9.7. When accepted, the final version of Proposal is the complete and exclusive statement of the agreement between you and us and it supersedes all prior proposals or agreements, oral or written, and all other communications relating to the subject matter of the Proposal.
9.8. The parties are independent contractors and are not in a partnership or joint venture relationship. Neither you nor we may purport to act on behalf of the other party unless expressly authorised to do so in writing.
9.9. The arrangements between you and us are made in accordance with, and are subject to, the laws of South Australia. You and we submit to the non-exclusive jurisdiction of the Courts of South Australia.
9.10. Any person accepting a Proposal on your behalf warrants that they are duly authorised to do so.
9.11. You hereby grant us the right to identify you as a recipient of our services, solutions, training and applications and use your trademark name and logo in sales presentations, marketing materials and press releases and to develop a customer profile for use by Altus on www.altus.pro for promotional purposes. This right extends to use in proposal documents, case studies and other marketing collateral as generated by Altus.
- 9.11.1. While Altus will consult with you before completing any activities under this clause 9.11, You will not unreasonably refuse or withhold approval for Altus to complete these same activities.
- 9.11.2. In the event you agree to provide any client evidence after the satisfactory completion of your Services, you will provide any necessary approvals or feedback on the client evidence wording, format, layout or appearance within two weeks of being provided the relevant drafting.

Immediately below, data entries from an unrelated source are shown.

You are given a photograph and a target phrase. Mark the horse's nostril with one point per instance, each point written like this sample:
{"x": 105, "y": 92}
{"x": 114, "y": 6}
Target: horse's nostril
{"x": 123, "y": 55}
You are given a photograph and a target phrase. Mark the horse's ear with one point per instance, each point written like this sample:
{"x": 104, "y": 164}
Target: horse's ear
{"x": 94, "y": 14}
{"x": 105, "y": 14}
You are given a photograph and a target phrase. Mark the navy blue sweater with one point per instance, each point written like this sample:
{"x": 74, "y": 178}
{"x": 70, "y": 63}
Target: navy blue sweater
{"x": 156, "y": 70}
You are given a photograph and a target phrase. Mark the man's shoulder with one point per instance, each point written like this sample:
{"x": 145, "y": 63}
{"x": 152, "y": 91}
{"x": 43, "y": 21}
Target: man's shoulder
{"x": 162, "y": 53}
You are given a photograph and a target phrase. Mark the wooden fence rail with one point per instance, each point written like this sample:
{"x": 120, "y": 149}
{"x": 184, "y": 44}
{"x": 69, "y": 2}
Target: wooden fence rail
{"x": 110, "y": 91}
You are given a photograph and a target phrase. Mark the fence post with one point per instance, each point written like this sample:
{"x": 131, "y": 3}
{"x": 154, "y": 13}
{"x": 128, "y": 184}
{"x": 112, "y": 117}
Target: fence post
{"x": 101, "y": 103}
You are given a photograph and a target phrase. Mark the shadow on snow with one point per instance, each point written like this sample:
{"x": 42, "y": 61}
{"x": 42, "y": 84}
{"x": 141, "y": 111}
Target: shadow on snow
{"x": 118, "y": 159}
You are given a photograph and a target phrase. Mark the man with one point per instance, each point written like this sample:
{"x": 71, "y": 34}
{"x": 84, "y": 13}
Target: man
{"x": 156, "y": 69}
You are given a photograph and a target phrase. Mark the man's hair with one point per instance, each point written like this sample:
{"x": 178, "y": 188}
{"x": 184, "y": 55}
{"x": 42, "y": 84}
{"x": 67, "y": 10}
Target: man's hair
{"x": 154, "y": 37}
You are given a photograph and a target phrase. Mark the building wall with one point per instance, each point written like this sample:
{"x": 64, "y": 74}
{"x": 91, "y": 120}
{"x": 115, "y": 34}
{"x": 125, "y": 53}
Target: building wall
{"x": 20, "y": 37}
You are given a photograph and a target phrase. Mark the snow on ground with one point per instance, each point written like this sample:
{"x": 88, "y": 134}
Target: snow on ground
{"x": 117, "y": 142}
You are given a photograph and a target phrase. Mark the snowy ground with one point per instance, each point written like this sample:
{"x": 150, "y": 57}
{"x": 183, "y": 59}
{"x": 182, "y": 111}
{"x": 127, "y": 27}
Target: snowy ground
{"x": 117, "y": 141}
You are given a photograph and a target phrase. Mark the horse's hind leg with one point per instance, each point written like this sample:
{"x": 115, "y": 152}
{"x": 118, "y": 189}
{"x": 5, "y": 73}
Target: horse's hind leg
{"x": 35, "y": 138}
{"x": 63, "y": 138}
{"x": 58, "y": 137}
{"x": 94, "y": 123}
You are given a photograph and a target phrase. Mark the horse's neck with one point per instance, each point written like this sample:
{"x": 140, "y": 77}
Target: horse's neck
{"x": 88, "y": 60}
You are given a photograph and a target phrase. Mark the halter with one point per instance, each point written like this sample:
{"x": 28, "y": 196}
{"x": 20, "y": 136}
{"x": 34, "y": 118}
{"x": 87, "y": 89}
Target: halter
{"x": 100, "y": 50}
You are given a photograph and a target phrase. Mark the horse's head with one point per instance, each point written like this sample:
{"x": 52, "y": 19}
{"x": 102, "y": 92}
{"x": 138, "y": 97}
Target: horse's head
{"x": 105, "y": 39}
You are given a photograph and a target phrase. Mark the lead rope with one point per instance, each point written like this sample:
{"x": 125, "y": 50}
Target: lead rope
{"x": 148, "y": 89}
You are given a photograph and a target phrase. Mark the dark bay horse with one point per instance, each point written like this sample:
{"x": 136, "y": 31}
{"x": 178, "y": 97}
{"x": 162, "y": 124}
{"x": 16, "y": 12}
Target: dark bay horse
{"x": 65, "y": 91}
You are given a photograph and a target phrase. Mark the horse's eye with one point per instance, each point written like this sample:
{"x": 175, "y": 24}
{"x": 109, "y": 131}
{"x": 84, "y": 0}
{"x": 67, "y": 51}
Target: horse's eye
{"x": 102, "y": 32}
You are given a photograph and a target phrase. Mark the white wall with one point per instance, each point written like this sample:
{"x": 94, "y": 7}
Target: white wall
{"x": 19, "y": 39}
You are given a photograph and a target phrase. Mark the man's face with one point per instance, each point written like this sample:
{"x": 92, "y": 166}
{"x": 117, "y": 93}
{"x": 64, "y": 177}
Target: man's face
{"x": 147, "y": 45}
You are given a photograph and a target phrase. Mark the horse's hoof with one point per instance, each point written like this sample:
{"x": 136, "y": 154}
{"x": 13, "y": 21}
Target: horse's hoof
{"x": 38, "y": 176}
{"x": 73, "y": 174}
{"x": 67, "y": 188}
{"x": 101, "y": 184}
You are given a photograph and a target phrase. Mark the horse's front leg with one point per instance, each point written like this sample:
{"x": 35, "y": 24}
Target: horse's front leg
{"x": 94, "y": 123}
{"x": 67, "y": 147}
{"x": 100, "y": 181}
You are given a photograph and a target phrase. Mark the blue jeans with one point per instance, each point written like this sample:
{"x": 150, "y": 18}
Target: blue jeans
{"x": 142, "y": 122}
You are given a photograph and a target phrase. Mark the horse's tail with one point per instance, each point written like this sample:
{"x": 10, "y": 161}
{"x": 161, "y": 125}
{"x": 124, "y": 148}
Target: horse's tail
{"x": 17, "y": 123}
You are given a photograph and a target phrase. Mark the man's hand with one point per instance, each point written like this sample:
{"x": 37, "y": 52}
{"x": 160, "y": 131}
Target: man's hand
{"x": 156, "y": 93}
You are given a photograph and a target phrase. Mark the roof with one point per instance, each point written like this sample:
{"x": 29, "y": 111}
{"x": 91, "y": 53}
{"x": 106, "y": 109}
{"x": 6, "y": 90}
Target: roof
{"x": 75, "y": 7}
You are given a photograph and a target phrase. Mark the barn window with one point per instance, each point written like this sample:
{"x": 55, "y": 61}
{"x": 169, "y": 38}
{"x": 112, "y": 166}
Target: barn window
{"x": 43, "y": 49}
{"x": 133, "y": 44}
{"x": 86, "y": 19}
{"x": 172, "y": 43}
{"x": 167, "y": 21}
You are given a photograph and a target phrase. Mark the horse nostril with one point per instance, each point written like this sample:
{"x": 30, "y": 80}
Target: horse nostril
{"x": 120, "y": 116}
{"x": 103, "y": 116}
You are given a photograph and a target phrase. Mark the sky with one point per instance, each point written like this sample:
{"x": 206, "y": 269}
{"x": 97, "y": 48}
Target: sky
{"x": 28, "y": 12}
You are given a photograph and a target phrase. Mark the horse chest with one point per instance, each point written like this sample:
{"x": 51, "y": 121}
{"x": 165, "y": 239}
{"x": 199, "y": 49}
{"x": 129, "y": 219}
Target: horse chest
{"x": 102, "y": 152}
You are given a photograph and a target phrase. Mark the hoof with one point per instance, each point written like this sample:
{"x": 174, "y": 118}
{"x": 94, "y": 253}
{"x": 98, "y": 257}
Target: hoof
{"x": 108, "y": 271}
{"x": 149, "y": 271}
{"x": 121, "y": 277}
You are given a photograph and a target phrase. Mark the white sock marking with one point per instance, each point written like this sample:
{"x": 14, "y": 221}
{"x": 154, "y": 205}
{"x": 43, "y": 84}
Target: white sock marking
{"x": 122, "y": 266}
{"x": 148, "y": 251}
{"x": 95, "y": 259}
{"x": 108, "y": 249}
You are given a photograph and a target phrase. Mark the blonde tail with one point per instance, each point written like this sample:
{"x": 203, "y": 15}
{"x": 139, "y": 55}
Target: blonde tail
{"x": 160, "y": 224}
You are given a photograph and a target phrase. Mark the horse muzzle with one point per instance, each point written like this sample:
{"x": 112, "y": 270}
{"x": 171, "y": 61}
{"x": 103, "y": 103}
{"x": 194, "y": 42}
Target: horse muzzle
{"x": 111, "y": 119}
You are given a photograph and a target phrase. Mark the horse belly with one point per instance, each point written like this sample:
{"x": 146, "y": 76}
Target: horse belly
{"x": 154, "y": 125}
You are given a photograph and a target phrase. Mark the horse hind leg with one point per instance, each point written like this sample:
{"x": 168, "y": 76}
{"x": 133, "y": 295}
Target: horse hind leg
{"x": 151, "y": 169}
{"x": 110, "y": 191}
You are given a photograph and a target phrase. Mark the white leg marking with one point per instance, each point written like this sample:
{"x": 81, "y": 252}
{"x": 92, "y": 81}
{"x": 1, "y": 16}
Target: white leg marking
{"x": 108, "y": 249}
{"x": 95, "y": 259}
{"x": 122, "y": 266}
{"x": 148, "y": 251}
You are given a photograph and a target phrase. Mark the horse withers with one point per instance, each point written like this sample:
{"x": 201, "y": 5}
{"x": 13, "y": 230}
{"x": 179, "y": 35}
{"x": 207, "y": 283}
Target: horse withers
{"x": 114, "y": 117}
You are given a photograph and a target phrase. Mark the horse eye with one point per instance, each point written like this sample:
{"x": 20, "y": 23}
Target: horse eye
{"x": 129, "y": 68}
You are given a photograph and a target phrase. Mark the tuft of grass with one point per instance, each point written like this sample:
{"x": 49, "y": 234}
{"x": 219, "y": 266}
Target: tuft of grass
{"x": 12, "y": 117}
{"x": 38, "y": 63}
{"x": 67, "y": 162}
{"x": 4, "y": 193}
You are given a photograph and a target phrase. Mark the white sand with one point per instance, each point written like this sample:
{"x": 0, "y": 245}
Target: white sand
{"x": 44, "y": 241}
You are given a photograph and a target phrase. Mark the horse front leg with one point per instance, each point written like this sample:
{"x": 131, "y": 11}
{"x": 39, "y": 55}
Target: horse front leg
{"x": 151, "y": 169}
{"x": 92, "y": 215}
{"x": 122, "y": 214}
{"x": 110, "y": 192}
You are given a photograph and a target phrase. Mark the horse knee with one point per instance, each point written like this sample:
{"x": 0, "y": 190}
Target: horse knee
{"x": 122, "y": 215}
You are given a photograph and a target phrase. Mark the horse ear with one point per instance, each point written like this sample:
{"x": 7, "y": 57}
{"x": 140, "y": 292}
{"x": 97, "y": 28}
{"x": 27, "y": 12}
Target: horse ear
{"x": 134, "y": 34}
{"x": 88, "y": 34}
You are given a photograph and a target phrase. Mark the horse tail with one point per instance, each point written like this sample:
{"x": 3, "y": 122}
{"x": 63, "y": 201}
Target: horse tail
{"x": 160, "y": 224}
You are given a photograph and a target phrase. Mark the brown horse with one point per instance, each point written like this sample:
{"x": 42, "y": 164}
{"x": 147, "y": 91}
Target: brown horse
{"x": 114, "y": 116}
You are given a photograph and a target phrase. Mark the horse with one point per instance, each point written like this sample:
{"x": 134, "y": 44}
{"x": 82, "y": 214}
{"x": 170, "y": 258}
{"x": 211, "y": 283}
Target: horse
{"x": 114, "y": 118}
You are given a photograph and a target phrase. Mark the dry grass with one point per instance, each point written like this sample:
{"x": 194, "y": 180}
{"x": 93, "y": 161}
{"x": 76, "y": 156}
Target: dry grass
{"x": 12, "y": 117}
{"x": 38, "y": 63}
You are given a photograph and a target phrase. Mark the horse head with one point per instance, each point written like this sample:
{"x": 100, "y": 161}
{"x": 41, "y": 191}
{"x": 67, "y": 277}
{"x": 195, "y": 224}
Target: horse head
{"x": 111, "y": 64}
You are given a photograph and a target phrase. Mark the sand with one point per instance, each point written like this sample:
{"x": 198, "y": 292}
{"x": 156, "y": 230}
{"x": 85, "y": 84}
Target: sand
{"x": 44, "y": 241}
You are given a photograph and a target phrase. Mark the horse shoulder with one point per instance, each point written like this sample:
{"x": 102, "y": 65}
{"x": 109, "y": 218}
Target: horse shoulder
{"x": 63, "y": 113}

- 9.11.3. For the avoidance of doubt, you maintain all ownership over any trademark name and/or associated branding collateral. The above right is a non-transferrable licence.

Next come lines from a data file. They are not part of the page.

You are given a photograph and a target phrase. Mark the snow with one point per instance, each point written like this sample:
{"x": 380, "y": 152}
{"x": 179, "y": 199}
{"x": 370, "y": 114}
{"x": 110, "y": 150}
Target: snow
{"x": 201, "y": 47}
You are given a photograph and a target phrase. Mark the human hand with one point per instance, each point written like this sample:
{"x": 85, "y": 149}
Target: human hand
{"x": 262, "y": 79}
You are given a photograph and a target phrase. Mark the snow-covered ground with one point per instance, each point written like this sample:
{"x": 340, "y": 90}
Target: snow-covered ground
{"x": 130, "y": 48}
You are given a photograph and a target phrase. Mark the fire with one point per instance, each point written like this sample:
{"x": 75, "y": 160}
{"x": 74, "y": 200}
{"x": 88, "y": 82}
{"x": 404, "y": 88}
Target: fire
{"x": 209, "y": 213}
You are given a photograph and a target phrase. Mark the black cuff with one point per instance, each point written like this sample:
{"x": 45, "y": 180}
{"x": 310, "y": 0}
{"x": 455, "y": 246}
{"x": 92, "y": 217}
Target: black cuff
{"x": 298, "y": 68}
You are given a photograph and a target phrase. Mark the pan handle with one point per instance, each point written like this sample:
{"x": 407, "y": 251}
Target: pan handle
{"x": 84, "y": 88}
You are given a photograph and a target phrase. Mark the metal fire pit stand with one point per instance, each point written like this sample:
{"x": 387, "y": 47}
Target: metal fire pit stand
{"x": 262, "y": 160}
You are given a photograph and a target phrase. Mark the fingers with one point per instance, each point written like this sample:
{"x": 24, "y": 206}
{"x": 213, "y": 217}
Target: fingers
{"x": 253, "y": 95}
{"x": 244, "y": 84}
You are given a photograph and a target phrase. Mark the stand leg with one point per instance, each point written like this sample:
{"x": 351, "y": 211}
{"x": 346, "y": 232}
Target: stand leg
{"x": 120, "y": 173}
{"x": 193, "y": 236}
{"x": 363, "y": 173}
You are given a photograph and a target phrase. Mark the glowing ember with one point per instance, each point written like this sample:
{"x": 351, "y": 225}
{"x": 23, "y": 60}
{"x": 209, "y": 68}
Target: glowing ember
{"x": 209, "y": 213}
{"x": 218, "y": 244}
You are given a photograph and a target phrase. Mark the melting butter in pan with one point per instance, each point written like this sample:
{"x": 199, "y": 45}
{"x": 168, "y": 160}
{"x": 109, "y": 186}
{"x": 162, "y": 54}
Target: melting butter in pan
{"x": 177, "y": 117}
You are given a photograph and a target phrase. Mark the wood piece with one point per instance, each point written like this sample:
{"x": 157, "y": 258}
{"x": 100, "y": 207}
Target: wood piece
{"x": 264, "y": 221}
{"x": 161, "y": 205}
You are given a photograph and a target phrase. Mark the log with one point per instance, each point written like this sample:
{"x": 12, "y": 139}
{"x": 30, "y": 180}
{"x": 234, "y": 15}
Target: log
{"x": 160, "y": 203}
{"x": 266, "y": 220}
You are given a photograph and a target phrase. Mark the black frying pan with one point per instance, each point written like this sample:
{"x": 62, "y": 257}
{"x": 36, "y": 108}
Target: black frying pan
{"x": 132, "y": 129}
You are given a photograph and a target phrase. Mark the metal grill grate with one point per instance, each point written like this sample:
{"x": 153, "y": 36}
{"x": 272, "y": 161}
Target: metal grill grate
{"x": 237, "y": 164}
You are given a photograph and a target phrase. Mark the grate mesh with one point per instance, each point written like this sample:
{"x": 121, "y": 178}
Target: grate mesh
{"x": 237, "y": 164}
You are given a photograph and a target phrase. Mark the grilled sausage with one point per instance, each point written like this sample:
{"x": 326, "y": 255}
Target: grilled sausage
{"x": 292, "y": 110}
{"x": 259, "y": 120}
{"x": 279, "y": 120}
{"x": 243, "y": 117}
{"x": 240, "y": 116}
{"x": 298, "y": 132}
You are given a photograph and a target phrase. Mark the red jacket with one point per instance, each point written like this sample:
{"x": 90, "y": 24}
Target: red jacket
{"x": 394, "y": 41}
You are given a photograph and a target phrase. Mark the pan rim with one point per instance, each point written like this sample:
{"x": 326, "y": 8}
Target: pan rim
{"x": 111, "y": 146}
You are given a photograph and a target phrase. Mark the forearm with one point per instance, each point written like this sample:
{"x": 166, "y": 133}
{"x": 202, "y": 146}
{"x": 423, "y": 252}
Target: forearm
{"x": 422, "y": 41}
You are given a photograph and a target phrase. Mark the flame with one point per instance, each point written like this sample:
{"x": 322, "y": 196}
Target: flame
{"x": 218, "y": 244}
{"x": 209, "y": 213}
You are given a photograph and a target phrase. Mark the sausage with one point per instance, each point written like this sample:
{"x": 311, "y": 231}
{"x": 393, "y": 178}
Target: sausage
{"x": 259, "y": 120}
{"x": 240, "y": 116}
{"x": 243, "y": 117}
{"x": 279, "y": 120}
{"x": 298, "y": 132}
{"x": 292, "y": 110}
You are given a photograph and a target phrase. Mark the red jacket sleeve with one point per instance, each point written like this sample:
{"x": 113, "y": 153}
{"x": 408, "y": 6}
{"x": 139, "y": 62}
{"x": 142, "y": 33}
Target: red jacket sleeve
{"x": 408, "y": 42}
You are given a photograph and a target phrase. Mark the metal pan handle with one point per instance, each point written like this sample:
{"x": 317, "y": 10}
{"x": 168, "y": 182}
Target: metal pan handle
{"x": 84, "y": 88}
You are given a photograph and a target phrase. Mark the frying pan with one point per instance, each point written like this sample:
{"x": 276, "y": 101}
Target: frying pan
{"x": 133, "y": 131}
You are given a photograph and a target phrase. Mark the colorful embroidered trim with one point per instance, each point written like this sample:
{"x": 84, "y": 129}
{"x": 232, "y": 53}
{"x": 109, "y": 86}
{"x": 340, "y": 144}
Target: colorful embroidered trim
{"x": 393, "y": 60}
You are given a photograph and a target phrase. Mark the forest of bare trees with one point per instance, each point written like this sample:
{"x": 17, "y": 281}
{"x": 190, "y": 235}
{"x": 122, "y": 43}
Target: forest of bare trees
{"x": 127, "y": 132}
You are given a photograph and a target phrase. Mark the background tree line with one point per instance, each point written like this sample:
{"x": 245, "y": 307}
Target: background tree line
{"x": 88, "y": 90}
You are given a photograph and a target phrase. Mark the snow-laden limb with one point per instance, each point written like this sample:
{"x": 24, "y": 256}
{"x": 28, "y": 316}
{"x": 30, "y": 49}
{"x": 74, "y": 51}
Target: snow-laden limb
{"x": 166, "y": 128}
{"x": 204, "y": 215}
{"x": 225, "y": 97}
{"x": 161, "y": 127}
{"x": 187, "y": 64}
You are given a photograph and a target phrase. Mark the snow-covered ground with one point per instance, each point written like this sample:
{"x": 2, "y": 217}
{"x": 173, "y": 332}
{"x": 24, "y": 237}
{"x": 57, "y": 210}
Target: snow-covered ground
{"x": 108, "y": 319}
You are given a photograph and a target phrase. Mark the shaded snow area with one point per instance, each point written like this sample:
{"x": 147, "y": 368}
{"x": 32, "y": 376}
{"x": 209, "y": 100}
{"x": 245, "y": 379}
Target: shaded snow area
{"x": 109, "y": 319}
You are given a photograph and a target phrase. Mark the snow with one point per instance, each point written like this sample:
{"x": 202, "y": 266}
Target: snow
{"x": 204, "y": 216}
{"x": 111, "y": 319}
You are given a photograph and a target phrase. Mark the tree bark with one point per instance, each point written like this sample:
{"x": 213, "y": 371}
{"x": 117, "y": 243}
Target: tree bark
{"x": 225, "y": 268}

- 9.12.1. You hereby acknowledge and agree that Altus resources are allocated to your engagements in good faith that, at the nominated and agreed times committed, You will be ready for those Altus resources to commence the relevant services to be provided.

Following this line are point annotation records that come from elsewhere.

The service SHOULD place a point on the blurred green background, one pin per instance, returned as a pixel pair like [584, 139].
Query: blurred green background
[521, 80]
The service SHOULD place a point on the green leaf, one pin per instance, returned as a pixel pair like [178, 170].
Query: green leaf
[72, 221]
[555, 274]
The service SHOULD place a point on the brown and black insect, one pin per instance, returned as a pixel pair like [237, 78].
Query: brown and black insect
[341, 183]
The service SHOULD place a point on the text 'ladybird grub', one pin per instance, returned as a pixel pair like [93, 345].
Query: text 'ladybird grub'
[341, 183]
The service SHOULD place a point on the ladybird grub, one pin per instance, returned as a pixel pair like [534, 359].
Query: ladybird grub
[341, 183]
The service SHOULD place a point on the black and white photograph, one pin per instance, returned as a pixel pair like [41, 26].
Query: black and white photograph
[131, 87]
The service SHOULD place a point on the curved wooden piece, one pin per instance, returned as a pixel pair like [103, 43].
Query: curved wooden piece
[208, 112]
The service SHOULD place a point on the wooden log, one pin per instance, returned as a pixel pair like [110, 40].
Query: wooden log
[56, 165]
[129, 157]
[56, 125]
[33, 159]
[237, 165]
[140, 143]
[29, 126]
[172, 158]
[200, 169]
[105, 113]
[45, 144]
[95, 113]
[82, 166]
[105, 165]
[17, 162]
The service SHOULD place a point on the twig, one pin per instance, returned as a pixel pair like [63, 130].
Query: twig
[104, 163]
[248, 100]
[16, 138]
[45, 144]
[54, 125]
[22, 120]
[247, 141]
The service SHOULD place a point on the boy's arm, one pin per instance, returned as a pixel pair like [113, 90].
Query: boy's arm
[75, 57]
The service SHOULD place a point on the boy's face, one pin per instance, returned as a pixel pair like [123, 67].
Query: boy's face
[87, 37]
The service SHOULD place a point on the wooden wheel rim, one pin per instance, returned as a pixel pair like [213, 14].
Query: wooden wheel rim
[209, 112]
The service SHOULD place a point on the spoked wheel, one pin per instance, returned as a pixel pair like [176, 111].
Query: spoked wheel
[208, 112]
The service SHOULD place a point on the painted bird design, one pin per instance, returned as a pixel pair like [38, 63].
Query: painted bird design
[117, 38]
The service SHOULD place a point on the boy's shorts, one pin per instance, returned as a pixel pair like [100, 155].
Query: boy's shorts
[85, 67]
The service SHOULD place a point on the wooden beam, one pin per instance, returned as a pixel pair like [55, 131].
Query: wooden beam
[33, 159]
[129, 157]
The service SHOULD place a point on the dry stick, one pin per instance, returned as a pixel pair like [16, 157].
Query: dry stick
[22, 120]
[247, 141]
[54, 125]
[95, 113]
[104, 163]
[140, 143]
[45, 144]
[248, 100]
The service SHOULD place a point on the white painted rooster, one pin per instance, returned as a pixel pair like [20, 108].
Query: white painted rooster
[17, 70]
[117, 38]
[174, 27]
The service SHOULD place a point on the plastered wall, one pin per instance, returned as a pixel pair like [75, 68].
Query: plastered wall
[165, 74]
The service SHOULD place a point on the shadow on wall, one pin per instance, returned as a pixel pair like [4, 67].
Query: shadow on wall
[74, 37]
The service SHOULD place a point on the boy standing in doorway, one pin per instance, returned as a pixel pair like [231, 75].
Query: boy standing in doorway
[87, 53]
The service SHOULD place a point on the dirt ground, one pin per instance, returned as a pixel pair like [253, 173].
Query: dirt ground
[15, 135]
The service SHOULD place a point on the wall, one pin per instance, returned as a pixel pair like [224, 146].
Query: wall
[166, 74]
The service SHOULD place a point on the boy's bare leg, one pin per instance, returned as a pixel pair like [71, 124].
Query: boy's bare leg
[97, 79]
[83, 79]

- 9.12.2. In the event that any services (including, but not limited to, consulting time, deployment activities, training or workshops) are to be cancelled or postponed, You will provide us at least 3 business days written notice of the need to cancel or postpone.
- 9.12.3. If You cancel or postpone with less than 3 business days written notice, you will incur a charge (“Cancellation Fee”) payable on your next invoice.
- 9.12.4. The amount of the Cancellation Fee will be the total charge payable had the relevant services proceeded as planned.
- 9.12.5. For the avoidance of doubt, the full charge for the services will remain payable at the time it is delivered. No amounts payable under a Cancellation Fee can be used to offset any other charges.
- 9.12.6. A Cancellation Fee will not apply if the relevant delay was caused by a Force Majeure event.
9.13. Training IP;
- 9.13.1. Altus may provide training services to you from time-to-time, or as part of a more general services provision.
- 9.13.2. Training services may include, but are not limited to, classroom training, virtual training, train-the-trainer style training, hypercare, training material or training documentation.
- 9.13.3. You acknowledge that Altus’ training provision is Intellectual Property owned exclusively by Altus.
- 9.13.4. The sharing, reproduction or distribution of Altus’s training services to parties other than those directly provided training services as part of Altus’ paid services provision, is hereby explicitly prohibited.
- 9.13.5. The recording of Altus’ training services, without express written approval of a Altus representative, is hereby explicitly prohibited.
- 9.13.6. A breach of this clause will result in additional charges from Altus, and may result in termination of this agreement.